Background: The operational taxonomic unit (OTU) is widely used in microbial ecology. Reproducibility in microbial ecology research depends on the reliability of OTU-based 16S ribosomal subunit RNA (rRNA) analyses.
Results: Here, we report that many hierarchical and greedy clustering methods produce unstable OTUs, with membership that depends on the number of sequences clustered. If OTUs are regenerated with additional sequences or samples, sequences originally assigned to a given OTU can be split into different OTUs. Alternatively, sequences assigned to different OTUs can be merged into a single OTU. This OTU instability affects alpha-diversity analyses such as rarefaction curves, beta-diversity analyses such as distance-based ordination (for example, Principal Coordinate Analysis (PCoA)), and the identification of differentially represented OTUs. Our results show that the proportion of unstable OTUs varies for different clustering methods.

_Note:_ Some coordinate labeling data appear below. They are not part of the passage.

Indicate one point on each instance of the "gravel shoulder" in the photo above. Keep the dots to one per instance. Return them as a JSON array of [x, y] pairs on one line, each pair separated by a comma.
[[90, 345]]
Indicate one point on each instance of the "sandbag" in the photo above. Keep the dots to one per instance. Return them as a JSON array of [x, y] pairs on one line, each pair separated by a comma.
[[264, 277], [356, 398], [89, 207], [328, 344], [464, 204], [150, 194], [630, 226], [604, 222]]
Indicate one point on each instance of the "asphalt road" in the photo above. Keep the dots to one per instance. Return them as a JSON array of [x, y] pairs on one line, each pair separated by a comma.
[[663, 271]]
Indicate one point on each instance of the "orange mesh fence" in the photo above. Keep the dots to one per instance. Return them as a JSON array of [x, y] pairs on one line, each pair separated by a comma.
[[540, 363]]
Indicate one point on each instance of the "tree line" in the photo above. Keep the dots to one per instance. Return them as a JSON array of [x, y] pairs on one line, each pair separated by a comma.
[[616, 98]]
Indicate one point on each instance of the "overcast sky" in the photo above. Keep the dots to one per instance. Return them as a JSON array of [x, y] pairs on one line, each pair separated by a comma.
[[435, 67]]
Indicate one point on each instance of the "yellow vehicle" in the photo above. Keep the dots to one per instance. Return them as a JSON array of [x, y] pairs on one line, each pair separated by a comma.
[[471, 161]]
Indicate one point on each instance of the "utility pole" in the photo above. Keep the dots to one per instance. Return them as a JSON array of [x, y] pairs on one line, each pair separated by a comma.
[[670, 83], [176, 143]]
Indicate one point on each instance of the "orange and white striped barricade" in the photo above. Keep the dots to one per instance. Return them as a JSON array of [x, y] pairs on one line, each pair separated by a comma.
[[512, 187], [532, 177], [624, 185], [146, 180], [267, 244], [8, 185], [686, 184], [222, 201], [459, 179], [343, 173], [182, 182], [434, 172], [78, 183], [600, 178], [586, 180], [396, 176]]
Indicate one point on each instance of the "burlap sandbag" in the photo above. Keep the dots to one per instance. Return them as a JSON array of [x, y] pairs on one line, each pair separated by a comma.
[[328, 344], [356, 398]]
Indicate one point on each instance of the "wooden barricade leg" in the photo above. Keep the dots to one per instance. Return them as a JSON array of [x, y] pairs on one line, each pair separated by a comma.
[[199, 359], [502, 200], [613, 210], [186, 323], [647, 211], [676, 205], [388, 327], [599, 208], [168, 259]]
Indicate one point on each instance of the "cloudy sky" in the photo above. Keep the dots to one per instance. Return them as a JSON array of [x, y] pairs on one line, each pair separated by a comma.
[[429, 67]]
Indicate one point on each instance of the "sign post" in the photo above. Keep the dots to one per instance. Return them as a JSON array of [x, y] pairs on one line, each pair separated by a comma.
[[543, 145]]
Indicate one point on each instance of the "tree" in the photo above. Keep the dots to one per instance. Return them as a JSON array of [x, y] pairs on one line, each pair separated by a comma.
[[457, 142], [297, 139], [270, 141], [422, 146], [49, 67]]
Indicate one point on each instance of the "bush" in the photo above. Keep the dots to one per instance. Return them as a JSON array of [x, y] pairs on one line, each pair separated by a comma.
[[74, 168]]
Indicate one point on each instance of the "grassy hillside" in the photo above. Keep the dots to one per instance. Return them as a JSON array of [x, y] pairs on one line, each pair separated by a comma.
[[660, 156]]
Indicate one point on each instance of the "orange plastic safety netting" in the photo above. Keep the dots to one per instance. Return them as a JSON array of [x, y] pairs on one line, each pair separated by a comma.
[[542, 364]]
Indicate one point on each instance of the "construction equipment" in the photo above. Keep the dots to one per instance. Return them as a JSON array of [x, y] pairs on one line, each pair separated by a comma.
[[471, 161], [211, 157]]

We found that the closed-reference method is the only one that produces completely stable OTUs, with the caveat that sequences that do not match a pre-existing reference sequence collection are discarded.

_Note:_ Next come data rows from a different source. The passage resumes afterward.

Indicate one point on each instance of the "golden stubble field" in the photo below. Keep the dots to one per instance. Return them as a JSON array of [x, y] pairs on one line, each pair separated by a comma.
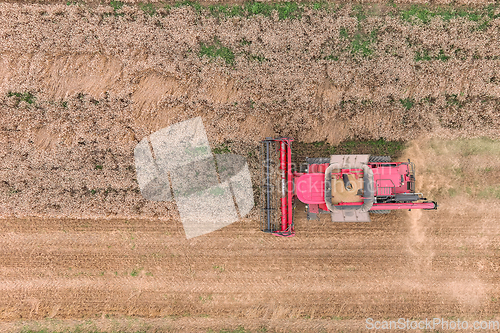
[[81, 249]]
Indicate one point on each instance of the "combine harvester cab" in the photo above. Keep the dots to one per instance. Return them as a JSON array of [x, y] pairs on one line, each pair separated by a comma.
[[348, 187]]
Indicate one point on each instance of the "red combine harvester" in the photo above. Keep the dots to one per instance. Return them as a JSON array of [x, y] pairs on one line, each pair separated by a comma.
[[348, 187]]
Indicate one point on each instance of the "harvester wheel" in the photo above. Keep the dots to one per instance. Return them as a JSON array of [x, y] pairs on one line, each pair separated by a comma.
[[379, 159], [380, 211]]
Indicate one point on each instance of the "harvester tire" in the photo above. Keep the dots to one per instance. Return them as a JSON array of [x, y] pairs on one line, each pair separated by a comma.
[[380, 211], [379, 159]]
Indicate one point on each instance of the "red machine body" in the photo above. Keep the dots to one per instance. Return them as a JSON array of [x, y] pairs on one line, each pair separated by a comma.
[[347, 186]]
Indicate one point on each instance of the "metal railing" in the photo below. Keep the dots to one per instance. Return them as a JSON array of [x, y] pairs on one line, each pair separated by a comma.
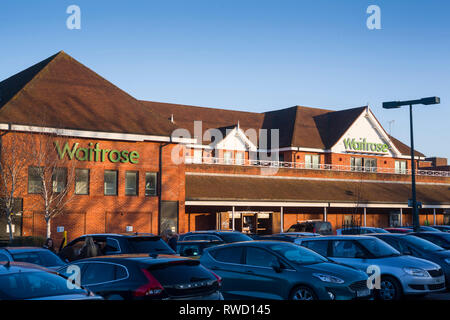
[[311, 166]]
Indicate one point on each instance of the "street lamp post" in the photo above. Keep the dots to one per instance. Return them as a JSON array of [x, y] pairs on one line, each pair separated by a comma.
[[398, 104]]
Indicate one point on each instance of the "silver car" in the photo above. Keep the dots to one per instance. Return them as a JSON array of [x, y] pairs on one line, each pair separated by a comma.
[[400, 275]]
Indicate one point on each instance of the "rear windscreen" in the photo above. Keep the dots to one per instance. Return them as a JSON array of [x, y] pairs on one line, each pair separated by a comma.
[[149, 245], [180, 273]]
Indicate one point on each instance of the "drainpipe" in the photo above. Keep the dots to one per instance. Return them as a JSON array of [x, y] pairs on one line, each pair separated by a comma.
[[159, 189]]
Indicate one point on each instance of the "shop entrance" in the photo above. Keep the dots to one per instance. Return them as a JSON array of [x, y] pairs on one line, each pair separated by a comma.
[[251, 222]]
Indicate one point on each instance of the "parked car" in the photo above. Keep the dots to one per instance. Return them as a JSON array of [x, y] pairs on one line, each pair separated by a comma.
[[38, 256], [422, 228], [282, 270], [442, 228], [113, 243], [287, 236], [138, 277], [360, 230], [194, 248], [25, 281], [398, 230], [223, 236], [400, 275], [441, 239], [409, 244], [314, 226]]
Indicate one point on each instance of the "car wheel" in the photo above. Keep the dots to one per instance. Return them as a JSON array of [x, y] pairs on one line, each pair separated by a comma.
[[114, 297], [303, 293], [390, 289]]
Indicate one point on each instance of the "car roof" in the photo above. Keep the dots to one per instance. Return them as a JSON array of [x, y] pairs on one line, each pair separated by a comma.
[[146, 258], [212, 231], [124, 235], [23, 249], [14, 267], [339, 237], [198, 241]]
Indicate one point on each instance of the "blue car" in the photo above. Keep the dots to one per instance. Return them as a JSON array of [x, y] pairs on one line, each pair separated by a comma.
[[281, 270], [399, 274]]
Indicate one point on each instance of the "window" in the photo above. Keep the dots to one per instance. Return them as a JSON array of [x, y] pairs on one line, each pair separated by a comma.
[[110, 183], [400, 167], [34, 180], [3, 257], [81, 181], [239, 158], [227, 156], [150, 183], [197, 156], [59, 179], [312, 161], [346, 249], [363, 164], [321, 247], [259, 258], [229, 255], [131, 183]]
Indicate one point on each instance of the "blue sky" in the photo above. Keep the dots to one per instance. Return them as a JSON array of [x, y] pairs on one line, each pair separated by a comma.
[[253, 55]]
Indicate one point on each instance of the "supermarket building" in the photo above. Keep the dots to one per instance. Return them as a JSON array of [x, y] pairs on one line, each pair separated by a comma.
[[136, 172]]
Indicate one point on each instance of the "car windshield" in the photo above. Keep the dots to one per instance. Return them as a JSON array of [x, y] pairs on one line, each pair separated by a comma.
[[31, 285], [298, 255], [378, 230], [234, 237], [43, 258], [422, 244], [378, 248], [149, 245]]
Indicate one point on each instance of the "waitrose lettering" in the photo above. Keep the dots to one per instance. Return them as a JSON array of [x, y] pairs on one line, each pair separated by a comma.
[[94, 153], [363, 145]]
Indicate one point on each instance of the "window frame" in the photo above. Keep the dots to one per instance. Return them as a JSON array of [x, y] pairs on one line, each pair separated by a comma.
[[87, 183], [116, 182], [40, 180], [156, 184], [136, 187]]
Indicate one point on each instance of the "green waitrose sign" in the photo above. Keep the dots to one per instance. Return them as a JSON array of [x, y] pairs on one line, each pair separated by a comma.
[[94, 153], [363, 145]]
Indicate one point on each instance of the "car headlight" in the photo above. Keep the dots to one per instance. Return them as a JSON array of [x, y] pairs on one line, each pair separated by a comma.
[[328, 278], [416, 272]]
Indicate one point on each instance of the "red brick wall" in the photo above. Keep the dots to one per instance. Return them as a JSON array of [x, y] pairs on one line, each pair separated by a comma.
[[96, 213]]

Conclusions: As a compromise to the factors listed above, we propose using an open-reference method to enhance OTU stability. This type of method clusters sequences against a database and includes unmatched sequences by clustering them via a relatively stable de novo clustering method. OTU stability is an important consideration when analyzing microbial diversity and is a feature that should be taken into account during the development of novel OTU clustering methods.